Moderate Text Content — foundry

Analyze text content for potentially harmful material using the Azure Content Safety API. Returns severity scores for multiple harm categories including hate speech, sexual content, self-harm, and violence.

Usage

foundry_moderate(
  text,
  categories = c("Hate", "Sexual", "SelfHarm", "Violence"),
  output_type = c("FourSeverityLevels", "EightSeverityLevels"),
  endpoint = NULL,
  api_key = NULL,
  api_version = "2024-09-01"
)

Arguments

text: Character vector. The text(s) to analyze. Each text must be 10,000 characters or less.
categories: Character vector. Categories to analyze. Must be a subset of c("Hate", "Sexual", "SelfHarm", "Violence"). Default: all four categories.
output_type: Character. Severity level granularity. One of "FourSeverityLevels" (returns 0, 2, 4, 6) or "EightSeverityLevels" (returns 0-7). Default: "FourSeverityLevels".
endpoint: Character. Optional endpoint URL override. If NULL, uses the AZURE_CONTENT_SAFETY_ENDPOINT environment variable.
api_key: Character. Optional API key override. If NULL, uses the AZURE_CONTENT_SAFETY_KEY environment variable.
api_version: Character. API version to use. Default: "2024-09-01".

Value

A tibble with columns:

text: Character. The input text (truncated to 50 chars if longer).
category: Character. The harm category: "Hate", "Sexual", "SelfHarm", or "Violence".
severity: Integer. Severity score. Range depends on output_type: 0-6 for FourSeverityLevels (values: 0, 2, 4, 6) or 0-7 for EightSeverityLevels.
label: Character.

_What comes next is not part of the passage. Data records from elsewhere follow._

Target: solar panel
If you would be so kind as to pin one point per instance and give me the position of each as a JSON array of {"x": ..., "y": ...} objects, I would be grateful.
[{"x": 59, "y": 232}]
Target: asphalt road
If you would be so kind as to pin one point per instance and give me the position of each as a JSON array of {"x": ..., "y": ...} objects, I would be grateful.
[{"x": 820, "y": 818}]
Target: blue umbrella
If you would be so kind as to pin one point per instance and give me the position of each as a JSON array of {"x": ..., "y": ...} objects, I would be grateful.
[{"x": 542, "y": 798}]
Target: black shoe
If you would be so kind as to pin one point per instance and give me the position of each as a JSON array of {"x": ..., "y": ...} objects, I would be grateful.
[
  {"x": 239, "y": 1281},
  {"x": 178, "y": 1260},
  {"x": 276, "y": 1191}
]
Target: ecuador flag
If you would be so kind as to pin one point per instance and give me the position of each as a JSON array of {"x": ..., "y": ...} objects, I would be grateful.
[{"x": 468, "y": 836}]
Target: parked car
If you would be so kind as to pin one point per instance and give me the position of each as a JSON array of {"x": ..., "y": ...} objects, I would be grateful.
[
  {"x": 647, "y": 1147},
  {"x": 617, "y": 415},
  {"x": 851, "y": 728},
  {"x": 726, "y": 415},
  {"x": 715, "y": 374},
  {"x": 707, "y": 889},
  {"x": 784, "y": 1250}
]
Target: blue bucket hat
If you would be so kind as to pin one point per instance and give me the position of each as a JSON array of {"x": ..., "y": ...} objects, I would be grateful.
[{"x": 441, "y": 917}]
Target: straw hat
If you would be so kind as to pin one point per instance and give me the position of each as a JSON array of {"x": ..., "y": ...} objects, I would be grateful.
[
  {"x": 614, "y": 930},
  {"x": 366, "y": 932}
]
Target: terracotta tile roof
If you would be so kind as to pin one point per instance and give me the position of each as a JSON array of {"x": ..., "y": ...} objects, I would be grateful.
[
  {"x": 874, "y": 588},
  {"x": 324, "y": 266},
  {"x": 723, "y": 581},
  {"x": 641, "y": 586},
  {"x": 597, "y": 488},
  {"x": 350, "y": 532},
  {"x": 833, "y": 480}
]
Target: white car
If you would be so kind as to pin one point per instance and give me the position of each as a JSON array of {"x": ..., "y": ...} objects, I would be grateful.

Human-readable severity label: "safe", "low", "medium", or "high".

Details

The Azure Content Safety API analyzes text for four types of harmful content:

Hate: Content that attacks or discriminates against individuals or groups based on protected attributes.
Sexual: Sexually explicit or adult content.
SelfHarm: Content that promotes or describes self-harm behaviors.
Violence: Content that describes or promotes violence.

Severity Labels:

safe (0): No harmful content detected.
low (1-2): Mildly concerning content.
medium (3-4): Moderately harmful content.
high (5+): Severely harmful content.

Authentication

You need an Azure Content Safety resource to use this function. Set up credentials using either:

Environment variables: AZURE_CONTENT_SAFETY_ENDPOINT and AZURE_CONTENT_SAFETY_KEY
Helper functions: foundry_set_content_safety_endpoint() and foundry_set_content_safety_key()

Examples

if (FALSE) { # \dontrun{
# Analyze a single text
foundry_moderate("This is a friendly message.")

# Analyze multiple texts
texts <- c(
  "Hello, how are you today?",
  "This is another message to check."
)
results <- foundry_moderate(texts)

# Filter for specific categories
foundry_moderate("Some text", categories = c("Hate", "Violence"))

# Use finer-grained severity levels
foundry_moderate("Some text", output_type = "EightSeverityLevels")

# Check results
library(dplyr)
results %>%
  filter(severity > 0) %>%
  arrange(desc(severity))
} # }